Fahri nanti kita jemput Stefan yaa, entah mana tahu dia mau ikut? sekarang umurnya sudah 1 tahun. apa mamanya sama nenek nya ngizinin kita ajak Stefan umi, secara gitu nenek sama mamanya ngak suka sama mas Farhan, jawab Fahri. kita coba saja nak kita kasih pengertian sama nenek nya dan mamanya. ayo nak, ajak umi kepada Fatimah. iyaa umi, mereka bertiga kerumah stela dulu jemput Stefan.
Nenek.. teriak Stefan saat melihat nenek dan pamannya datang, ehh ada mas Fahri, ayo masuk mas, ucap stela kepada fahri, Stefan ini ada robot-robotan untuk Stefan, horeee horee terimakasih nek, Stefan kegirangan.
Stela boleh kami bawa Stefan jenguk ayahnya?
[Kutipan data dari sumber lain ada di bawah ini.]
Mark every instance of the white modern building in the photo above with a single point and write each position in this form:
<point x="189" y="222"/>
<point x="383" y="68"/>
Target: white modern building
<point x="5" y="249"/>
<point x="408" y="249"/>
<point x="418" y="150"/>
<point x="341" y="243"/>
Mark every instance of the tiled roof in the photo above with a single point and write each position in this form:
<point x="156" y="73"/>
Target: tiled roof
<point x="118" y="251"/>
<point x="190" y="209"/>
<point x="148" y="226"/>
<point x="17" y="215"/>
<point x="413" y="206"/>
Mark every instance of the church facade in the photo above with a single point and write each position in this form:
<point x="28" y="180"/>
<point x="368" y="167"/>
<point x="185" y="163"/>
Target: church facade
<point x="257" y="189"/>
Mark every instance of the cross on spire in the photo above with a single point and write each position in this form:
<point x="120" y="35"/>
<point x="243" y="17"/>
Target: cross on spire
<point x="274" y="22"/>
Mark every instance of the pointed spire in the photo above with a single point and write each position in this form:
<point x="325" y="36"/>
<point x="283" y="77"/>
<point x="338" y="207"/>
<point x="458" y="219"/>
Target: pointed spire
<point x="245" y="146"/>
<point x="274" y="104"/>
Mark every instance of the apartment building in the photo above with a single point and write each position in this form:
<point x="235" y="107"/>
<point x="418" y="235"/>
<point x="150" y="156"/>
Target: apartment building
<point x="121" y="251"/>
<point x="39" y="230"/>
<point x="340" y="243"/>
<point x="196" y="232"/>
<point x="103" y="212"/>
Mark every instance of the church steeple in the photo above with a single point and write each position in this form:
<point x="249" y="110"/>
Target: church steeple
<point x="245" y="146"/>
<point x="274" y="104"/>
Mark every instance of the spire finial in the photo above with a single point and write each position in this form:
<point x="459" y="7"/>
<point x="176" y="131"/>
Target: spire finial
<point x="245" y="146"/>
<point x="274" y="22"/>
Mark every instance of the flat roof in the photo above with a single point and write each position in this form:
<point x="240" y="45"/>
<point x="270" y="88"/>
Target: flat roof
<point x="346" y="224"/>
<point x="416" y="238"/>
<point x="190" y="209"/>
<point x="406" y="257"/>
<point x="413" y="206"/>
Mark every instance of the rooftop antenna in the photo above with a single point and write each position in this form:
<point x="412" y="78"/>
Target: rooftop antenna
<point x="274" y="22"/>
Stefan kan ngak pernah lihat ayahnya, tidak umi biar Stefan tidak tahu tentang ayahnya. Stela mau ikut kami tempat Farhan, setidaknya lihat lah walaupun sebentar. tidak lah umi, Ella belum siap menerima keadaan sekarang ini, kalau boleh Ella mau Ngajukan perceraian, astaghfirullah Ella cerai itu tidak disukai Allah, kalau masih bisa di perbaiki,,, . diperbaiki kayak mana lagi umi,?potong stela, tunggu mas Farhan 16 tahun lagi, si Stefan pun sudah dewasa, bagaimana kehidupan kami ini? untuk biaya sekolah Stefan.
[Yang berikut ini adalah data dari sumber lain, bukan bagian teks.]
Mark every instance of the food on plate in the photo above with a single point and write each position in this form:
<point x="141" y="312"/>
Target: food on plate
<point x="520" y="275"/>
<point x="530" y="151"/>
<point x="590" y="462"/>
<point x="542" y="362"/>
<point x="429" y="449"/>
Maaf kak, saya bersedia untuk biayai sekolah Stefan sampai tamat, ucap Fahri, iyaa kamu bersedia bagaimana dengan istrimu, mana mungkin dia setuju, insyaallah Fatimah istri saya setuju, bagaimana pun dia nurut kata saya, jawab fahri dengan lemah lembut. Masya Allah memang benar kata orang, orang baik dapatnya juga baik, kalau aku di posisi Fatimah mungkin aku ngak setuju, ucap stela dalam hati.
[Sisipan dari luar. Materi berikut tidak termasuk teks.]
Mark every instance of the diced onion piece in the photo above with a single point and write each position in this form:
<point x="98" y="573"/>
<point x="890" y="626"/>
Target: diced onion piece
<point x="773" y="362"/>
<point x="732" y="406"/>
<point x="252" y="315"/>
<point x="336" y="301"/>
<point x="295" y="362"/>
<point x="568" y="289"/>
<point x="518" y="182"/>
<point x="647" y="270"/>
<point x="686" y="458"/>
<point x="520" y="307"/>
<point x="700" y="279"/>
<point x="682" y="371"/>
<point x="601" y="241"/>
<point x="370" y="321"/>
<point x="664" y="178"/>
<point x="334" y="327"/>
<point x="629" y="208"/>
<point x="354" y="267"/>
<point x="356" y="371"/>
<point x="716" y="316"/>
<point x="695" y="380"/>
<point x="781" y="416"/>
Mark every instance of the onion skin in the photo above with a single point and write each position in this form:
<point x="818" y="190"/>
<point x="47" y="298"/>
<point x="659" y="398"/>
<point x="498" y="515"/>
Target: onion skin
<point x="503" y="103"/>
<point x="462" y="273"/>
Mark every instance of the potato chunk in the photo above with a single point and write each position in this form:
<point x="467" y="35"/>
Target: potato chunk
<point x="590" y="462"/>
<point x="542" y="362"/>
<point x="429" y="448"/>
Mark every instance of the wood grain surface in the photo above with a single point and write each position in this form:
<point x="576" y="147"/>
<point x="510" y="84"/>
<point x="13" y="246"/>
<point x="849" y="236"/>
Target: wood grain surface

Yaudah lah Ella, umi pamit dulu mau tempat farhan, nanti jam jenguknya habis. iya umi,, stela pun mencium punggung tangan umi, begitu juga Stefan, Stefan memang mendengar ucapan mereka, tapi karena Stefan masih umur 1 tahun dia tak begitu mengerti.
Tahanan no 15, ada yang besuk, ucap penjaga, Farhan pun keluar di lihatnya uminya dan adik kembaranny datang, dan perempuan yang masih asing rasanya. umi,, Farhan langsung mencium punggung tangan uminya, dan langsung memeluk nya, karena udah kangen kali sama uminya, dari kecil sampai sekarang bisa di hitung, uminya memeluk nya seperti sekarang ini, karena Farhan merasa Terasingkan. mata Farhan berkaca-kaca karena haru, umi ini siapa? tunjuk Farhan pada Fatimah, oh ini istri Fahri adik iparmu, Farhan mengatupkan tangan di d**a, tanda salam, karena sungkan lihat adak iparnya bercadar.
umi Farhan minta maaf atas kesalahan Farhan, Farhan benar-benar bertobat, keluar dari sini Farhan mau jadi ayah dan suami yang baik. umi jadi teringat perkataan Stela tadi pagi kalau Stela mau berpisah.
Rajin-rajinlah sholat nak, minta petunjuk Allah, semoga masa tahanan mu, di ringankan? amin serentak fahri dan Fatimah mengamin kan.